Exam data needs to be stored somewhere. Examinr does not make any
assumption on how or where your data will be stored. You must set the
storage provider in the exam configuration via
exam_config(storage_provider=)
.
Please note that examinr stores sensitive information through the
storage provider. It is your responsibility to know and understand the
privacy legislation governing the data in your jurisdiction. The
dbi_storage_provider()
provides a simple workaround by hashing the user id, but this adds another
step for you when exporting grades (matching user ids to hashed user
ids).
It is recommended that you securely store the data using encryption, but this generally requires more knowledge about the database system in use.
With dbi_storage_provider()
, examinr supports DBI-backed storage out of the box. You
can leverage this storage provider by calling
exam_config(storage_provider = dbi_storage_provider(...))
.
You are responsible for the initial setup of the database and
establishing a connection with the database, which is passed on to
dbi_storage_provider()
. In addition to the connection
object, the dbi_storage_provider()
needs to be told the
name of the database tables for storing attempts data and section data
(i.e., users’ answers).
The built-in storage provider assumes the following two database tables are read- and writable:
Field | SQL data type | Storage requirements |
---|---|---|
attempt_id |
CHAR (or UUID) | 36 characters (on database systems which support a UUID type, it should be stored as such) |
user_id |
CHAR | either 64 characters (if hashing is enabled), or variable length (depending on the authentication provider) |
exam_id |
CHAR | variable length |
exam_version |
CHAR | variable length |
started_at |
DOUBLE PRECISION | seconds since 1970-01-01 00:00 UTC (UNIX timestamp) |
seed |
INTEGER | a signed integer of 4 bytes |
finished_at |
DOUBLE PRECISION | seconds since 1970-01-01 00:00 UTC (UNIX timestamp) |
user_obj |
CHAR | variable length (must be able to hold a serialized R object of arbitrary size) |
points |
CHAR | variable length (must be able to hold a serialized R object of arbitrary size) |
Some database systems (e.g., PostgreSQL) have native support for a
UUID type which should be preferred over character data for the
attempts_id
field.

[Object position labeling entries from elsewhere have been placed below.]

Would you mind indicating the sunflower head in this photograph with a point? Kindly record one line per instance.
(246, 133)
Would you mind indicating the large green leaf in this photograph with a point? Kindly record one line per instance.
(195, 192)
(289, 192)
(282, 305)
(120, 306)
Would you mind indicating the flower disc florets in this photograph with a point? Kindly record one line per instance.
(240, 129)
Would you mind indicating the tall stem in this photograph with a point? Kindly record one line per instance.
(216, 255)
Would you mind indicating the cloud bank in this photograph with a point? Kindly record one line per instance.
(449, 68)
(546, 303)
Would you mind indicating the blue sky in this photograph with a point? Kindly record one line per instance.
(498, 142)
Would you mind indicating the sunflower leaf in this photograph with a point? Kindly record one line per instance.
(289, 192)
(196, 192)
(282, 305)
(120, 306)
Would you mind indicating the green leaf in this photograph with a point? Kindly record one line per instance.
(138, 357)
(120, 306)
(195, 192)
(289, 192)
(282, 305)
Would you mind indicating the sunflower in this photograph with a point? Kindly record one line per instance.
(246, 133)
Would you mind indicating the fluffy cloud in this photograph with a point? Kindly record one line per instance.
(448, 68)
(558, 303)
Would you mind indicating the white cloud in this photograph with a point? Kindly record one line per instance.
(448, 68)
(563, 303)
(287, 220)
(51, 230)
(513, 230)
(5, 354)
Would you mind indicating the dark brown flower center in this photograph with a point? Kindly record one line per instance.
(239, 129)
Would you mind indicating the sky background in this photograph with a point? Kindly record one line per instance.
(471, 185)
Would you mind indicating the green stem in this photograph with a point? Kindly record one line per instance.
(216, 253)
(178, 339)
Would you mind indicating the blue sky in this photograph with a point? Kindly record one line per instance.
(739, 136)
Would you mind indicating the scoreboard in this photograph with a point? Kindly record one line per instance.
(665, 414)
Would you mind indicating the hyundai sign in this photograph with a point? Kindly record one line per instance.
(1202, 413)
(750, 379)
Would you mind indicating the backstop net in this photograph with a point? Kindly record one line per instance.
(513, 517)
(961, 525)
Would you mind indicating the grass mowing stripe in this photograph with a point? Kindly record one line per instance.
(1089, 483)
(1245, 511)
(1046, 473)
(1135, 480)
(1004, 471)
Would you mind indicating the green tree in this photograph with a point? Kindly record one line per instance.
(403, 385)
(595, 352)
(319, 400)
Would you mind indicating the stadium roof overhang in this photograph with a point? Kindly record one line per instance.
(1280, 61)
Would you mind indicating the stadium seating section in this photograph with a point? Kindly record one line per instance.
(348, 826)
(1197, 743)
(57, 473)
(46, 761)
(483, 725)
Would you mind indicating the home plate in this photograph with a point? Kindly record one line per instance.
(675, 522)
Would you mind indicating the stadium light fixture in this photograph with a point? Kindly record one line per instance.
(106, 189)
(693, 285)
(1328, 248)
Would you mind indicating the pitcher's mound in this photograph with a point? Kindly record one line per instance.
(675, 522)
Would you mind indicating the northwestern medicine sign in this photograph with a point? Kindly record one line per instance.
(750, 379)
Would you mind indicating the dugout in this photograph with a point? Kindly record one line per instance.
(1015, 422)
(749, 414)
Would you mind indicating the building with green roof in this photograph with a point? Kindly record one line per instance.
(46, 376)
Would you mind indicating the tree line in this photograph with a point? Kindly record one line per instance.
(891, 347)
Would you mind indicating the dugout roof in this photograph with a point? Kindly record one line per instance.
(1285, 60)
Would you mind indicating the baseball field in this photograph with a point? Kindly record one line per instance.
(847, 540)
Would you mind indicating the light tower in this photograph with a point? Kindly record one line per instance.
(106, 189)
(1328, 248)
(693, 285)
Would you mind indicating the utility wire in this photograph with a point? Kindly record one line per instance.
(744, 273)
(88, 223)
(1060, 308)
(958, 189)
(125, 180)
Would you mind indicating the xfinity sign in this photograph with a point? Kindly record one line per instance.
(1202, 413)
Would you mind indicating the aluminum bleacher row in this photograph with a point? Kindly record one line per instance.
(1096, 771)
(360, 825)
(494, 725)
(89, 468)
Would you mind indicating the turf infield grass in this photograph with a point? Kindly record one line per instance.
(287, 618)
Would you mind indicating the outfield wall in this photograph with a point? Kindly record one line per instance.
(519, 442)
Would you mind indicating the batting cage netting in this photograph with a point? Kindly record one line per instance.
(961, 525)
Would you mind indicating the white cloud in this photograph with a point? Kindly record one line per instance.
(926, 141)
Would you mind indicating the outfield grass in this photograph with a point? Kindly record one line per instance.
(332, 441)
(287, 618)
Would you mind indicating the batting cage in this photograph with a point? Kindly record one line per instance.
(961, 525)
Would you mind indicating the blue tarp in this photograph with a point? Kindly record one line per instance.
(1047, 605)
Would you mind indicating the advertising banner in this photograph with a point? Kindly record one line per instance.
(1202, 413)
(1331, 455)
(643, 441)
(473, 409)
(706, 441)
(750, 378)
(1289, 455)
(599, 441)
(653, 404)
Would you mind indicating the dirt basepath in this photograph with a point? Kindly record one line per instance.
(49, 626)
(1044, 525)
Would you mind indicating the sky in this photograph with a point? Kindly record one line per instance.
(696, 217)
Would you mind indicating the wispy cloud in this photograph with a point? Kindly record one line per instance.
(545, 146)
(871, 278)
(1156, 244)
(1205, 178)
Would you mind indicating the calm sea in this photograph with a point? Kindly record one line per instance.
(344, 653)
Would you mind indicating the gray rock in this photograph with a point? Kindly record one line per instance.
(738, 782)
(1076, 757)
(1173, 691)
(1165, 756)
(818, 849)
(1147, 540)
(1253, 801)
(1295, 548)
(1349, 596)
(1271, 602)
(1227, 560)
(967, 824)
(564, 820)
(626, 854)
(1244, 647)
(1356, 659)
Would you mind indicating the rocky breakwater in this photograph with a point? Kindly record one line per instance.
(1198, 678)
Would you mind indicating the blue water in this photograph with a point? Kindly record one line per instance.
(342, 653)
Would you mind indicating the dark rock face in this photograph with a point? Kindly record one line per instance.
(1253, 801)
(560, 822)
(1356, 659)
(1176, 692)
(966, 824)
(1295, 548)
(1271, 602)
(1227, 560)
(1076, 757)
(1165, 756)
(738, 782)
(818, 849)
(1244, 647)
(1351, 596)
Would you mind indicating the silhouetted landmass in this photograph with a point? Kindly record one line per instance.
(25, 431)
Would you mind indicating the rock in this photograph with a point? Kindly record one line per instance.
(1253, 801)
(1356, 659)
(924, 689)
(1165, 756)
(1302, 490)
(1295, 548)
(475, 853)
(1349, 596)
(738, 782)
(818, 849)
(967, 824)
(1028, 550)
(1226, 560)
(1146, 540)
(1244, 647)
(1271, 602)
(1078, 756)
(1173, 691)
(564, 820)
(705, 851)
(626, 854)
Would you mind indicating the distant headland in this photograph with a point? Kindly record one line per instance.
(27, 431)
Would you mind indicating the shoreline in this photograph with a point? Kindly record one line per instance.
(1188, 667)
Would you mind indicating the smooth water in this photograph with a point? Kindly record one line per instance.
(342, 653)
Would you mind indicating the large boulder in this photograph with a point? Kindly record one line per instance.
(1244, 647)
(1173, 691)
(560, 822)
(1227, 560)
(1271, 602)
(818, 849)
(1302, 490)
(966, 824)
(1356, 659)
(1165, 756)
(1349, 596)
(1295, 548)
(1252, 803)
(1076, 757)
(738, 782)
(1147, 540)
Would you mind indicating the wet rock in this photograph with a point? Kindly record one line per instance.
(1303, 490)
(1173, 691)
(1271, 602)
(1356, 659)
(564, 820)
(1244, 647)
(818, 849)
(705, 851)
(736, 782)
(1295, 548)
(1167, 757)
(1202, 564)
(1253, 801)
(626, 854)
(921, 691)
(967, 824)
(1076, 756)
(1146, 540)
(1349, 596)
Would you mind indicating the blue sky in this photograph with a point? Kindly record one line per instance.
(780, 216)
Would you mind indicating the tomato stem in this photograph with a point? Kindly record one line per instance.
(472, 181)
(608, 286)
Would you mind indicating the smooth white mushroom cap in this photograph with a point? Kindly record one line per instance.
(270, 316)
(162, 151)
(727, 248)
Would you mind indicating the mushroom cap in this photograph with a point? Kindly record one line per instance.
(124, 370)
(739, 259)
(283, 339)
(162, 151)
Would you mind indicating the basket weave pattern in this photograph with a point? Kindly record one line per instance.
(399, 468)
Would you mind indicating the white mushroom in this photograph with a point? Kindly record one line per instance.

The attempt_id
field should
be unique and as such can be used as primary key on the table. The table
is mainly queried for a given user_id
, exam_id
and exam_version
. Therefore, it makes sense to add an index
(not unique!) spanning these 3 fields to speed up the
queries.
Both user_obj
and points
are serialized R
objects and can thus be of arbitrary size. The database should not make
any assumption on the size of these fields. Internally, examinr
serializes the R objects with serialize()
and stores the
base64 encoded character string.
An example table definition for PostgreSQL may look like
CREATE TABLE attempts (
attempt_id uuid PRIMARY KEY,
user_id character varying NOT NULL,
exam_id character varying NOT NULL,
exam_version character varying NOT NULL,
started_at double precision NOT NULL,
seed integer NOT NULL,
user_obj text NOT NULL,
finished_at double precision,
points text
);
CREATE INDEX attempts_index ON attempts (user_id, exam_id, exam_version);
Field | SQL data type | Storage requirements |
---|---|---|
attempt_id |
CHAR (or UUID) | same as for attempt_id of the attempts
table |
section |
CHAR | variable length |
saved_at |
DOUBLE PRECISION | seconds since 1970-01-01 00:00 UTC (UNIX timestamp) |
section_data |
CHAR | variable length (must be able to hold a serialized R object of arbitrary size) |
This definition does not have a natural candidate for a primary key, so it is up to you and your database system what kind of primary key you want to use.
The attempt_id
field is a reference to the attempt
stored in the attempts table. The table is mainly queried for a given
attempt_id
and section
. Therefore, it makes
sense to add an index (not unique!) spanning these two fields
to speed up the queries.
An example table definition for PostgreSQL may look like:
CREATE TABLE section_data (
id serial PRIMARY KEY,
attempt_id uuid NOT NULL REFERENCES attempts (attempt_id)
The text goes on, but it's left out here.